Dick Tracy Meets Gruesome (also known as Dick Tracy Meets Karloff and Dick Tracy's Amazing Adventure (UK) ) is a 1947 thriller film starring Boris Karloff, Ralph Byrd, and Anne Gwynne. The film is the fourth and final installment of the Dick Tracy film series released by RKO Radio Pictures.

Plot
Just out of jail, Gruesome (Boris Karloff) goes to the Hangman's Knot saloon, where his old crime crony, Melody (Tony Barrett), is now playing piano. Gruesome takes him to a plastics manufacturer, where X-Ray (Skelton Knaggs) and a mysterious mastermind are in possession of a secret formula and hatching a sinister plot.

Ignoring a warning not to touch anything, Gruesome sniffs the gas from a mysterious test tube; he escapes the toxic fumes but collapses upon returning to the Hangman's Knot and is taken to the city morgue, where his body stiffens dramatically.

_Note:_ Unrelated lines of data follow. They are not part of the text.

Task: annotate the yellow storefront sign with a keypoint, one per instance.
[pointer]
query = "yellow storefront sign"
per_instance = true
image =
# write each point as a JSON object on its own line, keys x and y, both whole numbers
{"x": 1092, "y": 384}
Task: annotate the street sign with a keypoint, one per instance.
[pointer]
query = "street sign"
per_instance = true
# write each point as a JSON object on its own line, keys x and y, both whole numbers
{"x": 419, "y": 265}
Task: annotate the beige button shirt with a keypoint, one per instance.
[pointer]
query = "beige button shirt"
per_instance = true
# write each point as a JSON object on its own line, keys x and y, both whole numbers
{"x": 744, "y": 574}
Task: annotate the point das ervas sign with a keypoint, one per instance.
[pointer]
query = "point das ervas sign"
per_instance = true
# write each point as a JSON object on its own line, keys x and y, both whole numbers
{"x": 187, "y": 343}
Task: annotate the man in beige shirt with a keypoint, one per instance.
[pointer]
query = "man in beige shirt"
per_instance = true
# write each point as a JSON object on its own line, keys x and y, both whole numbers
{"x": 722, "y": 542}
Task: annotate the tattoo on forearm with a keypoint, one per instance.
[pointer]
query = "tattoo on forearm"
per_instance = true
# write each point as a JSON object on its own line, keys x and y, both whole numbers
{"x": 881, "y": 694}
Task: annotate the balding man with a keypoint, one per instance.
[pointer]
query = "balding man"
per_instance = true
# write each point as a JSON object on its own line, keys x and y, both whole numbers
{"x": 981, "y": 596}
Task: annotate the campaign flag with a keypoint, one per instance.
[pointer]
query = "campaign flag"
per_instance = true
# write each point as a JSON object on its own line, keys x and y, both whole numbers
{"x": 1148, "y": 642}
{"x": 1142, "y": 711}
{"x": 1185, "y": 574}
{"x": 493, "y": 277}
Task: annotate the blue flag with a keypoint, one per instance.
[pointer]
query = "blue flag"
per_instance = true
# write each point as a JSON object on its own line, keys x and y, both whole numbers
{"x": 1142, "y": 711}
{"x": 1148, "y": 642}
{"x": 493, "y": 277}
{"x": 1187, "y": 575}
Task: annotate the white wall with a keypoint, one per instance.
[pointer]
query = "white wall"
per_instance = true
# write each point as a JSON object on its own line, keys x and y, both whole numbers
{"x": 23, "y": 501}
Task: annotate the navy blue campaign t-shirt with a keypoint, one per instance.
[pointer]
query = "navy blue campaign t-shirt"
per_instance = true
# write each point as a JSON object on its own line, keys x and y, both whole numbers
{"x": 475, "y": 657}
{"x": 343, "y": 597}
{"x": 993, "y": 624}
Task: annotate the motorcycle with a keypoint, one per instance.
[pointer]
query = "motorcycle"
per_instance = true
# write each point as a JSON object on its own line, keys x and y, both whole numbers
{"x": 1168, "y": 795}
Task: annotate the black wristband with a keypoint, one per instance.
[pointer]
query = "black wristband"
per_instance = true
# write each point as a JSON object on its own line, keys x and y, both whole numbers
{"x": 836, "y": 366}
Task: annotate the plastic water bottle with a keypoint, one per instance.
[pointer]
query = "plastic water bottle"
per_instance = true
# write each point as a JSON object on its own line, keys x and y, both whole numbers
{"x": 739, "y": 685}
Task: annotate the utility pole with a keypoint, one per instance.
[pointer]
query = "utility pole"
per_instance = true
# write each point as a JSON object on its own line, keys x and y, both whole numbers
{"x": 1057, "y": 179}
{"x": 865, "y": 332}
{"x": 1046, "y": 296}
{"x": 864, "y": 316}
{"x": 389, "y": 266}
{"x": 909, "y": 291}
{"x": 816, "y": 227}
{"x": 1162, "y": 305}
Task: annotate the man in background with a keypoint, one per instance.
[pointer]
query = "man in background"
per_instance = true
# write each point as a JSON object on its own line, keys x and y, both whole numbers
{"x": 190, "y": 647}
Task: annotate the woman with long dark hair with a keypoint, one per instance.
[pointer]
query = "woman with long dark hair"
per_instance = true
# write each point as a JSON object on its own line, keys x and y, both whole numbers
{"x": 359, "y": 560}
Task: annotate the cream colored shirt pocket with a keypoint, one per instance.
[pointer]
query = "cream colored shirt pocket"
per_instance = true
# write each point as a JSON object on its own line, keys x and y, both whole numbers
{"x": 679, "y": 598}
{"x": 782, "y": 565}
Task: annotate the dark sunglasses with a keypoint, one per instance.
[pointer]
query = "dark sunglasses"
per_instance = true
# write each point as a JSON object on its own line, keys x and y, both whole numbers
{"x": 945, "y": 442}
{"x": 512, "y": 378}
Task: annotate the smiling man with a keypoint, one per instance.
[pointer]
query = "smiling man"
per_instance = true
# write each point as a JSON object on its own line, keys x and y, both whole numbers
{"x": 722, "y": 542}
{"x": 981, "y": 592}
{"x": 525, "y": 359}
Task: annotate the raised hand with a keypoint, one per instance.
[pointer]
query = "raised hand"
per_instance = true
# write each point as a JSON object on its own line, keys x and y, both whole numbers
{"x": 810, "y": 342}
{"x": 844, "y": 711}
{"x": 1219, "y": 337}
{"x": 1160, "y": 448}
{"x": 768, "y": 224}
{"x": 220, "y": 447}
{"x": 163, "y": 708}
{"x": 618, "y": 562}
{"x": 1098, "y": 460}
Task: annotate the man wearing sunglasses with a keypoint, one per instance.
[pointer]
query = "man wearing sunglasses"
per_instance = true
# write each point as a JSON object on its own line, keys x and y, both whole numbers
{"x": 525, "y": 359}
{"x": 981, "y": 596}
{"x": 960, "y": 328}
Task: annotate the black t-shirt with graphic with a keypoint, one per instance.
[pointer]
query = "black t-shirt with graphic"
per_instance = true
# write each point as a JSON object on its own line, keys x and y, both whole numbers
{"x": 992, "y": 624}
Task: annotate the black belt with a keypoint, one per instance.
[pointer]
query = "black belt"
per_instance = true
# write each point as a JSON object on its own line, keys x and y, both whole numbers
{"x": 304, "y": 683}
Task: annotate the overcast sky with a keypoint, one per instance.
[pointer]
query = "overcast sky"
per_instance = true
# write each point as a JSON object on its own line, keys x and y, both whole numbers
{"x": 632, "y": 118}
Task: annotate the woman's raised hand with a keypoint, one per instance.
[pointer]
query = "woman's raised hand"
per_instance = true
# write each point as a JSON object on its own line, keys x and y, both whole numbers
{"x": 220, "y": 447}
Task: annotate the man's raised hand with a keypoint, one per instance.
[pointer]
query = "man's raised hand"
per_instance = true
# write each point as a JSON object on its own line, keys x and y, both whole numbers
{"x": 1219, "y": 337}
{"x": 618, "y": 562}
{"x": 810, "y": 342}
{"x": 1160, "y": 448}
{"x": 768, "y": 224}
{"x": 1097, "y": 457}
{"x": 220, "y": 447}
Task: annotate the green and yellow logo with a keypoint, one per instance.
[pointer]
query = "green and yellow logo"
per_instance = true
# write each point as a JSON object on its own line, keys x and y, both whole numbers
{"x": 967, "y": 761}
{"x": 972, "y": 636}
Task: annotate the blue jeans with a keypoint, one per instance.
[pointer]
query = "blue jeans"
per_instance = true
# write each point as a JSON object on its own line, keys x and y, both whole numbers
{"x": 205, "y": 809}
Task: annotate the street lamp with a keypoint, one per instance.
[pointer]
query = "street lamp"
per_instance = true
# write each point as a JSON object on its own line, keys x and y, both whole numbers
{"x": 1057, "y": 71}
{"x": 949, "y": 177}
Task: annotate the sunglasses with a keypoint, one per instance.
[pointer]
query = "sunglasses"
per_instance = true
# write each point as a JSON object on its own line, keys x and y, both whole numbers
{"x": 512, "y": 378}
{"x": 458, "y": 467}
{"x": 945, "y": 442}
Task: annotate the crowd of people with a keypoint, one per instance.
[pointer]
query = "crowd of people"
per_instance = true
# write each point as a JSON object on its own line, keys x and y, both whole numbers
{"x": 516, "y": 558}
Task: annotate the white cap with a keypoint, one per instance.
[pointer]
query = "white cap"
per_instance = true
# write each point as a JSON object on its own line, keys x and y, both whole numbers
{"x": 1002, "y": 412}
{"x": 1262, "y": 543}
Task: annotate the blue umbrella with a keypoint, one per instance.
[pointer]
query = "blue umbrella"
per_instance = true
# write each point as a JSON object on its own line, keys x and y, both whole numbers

Dick Tracy (Ralph Byrd) is at headquarters speaking with college professor Dr. A. Tomic (Milton Parsons), a scientist who suspects someone has been following him. At the morgue, Tracy's sidekick Pat (Lyle Latell) has his back turned when Gruesome wakes up and knocks him out. Pat describes him to Tracy as looking a lot like the actor Boris Karloff (a gag cribbed from Arsenic and Old Lace).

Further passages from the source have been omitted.